Le potentiel local en matière d’énergies renouvelables est lui aussi mis en avant. La capacité solaire du Nakhitchevan est évaluée à au moins 500 MW et pourrait atteindre 1 gigawatt, selon les éléments présentés par le président azerbaïdjanais. Ces chiffres sont avancés comme des estimations de potentiel et non comme des capacités déjà installées.
Le rôle du corridor de Zanguezour
Le transport ferroviaire constitue le second volet de cette stratégie d’infrastructures. Ilham Aliev a insisté sur l’importance du corridor de Zanguezour, appelé à relier l’Azerbaïdjan continental au Nakhitchevan et à ouvrir une continuité en direction de la Turquie.
Le projet TRIPP a commencé à être mis en œuvre après le sommet de Washington du 8 août 2025, selon le contexte fourni avec l’entretien. Le texte ne détaille pas le calendrier des travaux ni les modalités précises de leur administration, mais il présente cette initiative comme une composante des nouvelles liaisons régionales.
En parallèle, l’Azerbaïdjan remet en état la ligne ferroviaire du Nakhitchevan. Bakou vise une capacité pouvant atteindre 15 millions de tonnes de fret. Le projet est considéré comme une partie importante des corridors Est-Ouest, qui doivent relier les espaces de transport de l’Asie centrale, du Caucase, de la Turquie et de l’Europe à travers plusieurs infrastructures.
Le développement de cette ligne ne se limite pas au transport de marchandises. Pour les autorités azerbaïdjanaises, le renforcement du réseau ferroviaire doit aussi accompagner la transformation du Nakhitchevan en plateforme régionale. La région, séparée du reste de l’Azerbaïdjan par le territoire arménien, occupe une position particulière entre l’Azerbaïdjan, la Turquie et les itinéraires menant vers l’Europe.
Une diversification des itinéraires régionaux
Les annonces d’Ilham Aliev dessinent une politique de diversification des accès énergétiques et logistiques. L’Azerbaïdjan cherche à développer des liaisons directes avec la Turquie et les marchés européens, tout en renforçant les infrastructures situées sur son propre territoire.
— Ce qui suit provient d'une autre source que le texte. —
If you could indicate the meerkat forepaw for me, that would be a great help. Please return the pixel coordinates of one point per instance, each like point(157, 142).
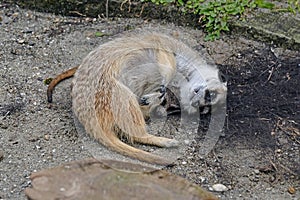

Le Nakhitchevan est appelé à jouer un rôle central dans cette organisation.
La stratégie présentée par Bakou réduit mécaniquement la place des itinéraires passant par les réseaux russes dans les échanges énergétiques et de transport du Caucase du Sud. Les projets annoncés ne constituent toutefois pas tous des réalisations achevées : le câble de la mer Noire est encore à l’étude, le corridor électrique via l’Arménie relève d’un développement d’infrastructure et la modernisation ferroviaire doit encore atteindre la capacité annoncée.
Pour l’Azerbaïdjan, ces projets associent plusieurs objectifs : sécuriser l’approvisionnement du Nakhitchevan, accroître la production électrique, exporter davantage d’énergie et améliorer la circulation des marchandises. Le pays entend ainsi s’appuyer sur sa position entre la mer Caspienne, le Caucase, la Turquie et l’Europe.
Le basculement vers de nouvelles liaisons ne supprime pas les contraintes techniques et politiques liées à leur construction. La réalisation des connexions terrestres, la coordination entre les États concernés et le financement des infrastructures restent nécessaires avant toute mise en service complète. Les autorités azerbaïdjanaises ont néanmoins placé ces projets au cœur du développement annoncé pour le Nakhitchevan.
Dans le discours présidentiel, la région apparaît donc comme un point de convergence entre production électrique, transport ferroviaire et accès aux marchés européens. Les prochaines étapes porteront sur les travaux industriels, les réseaux de transmission et l’avancement des liaisons du corridor de Zanguezour.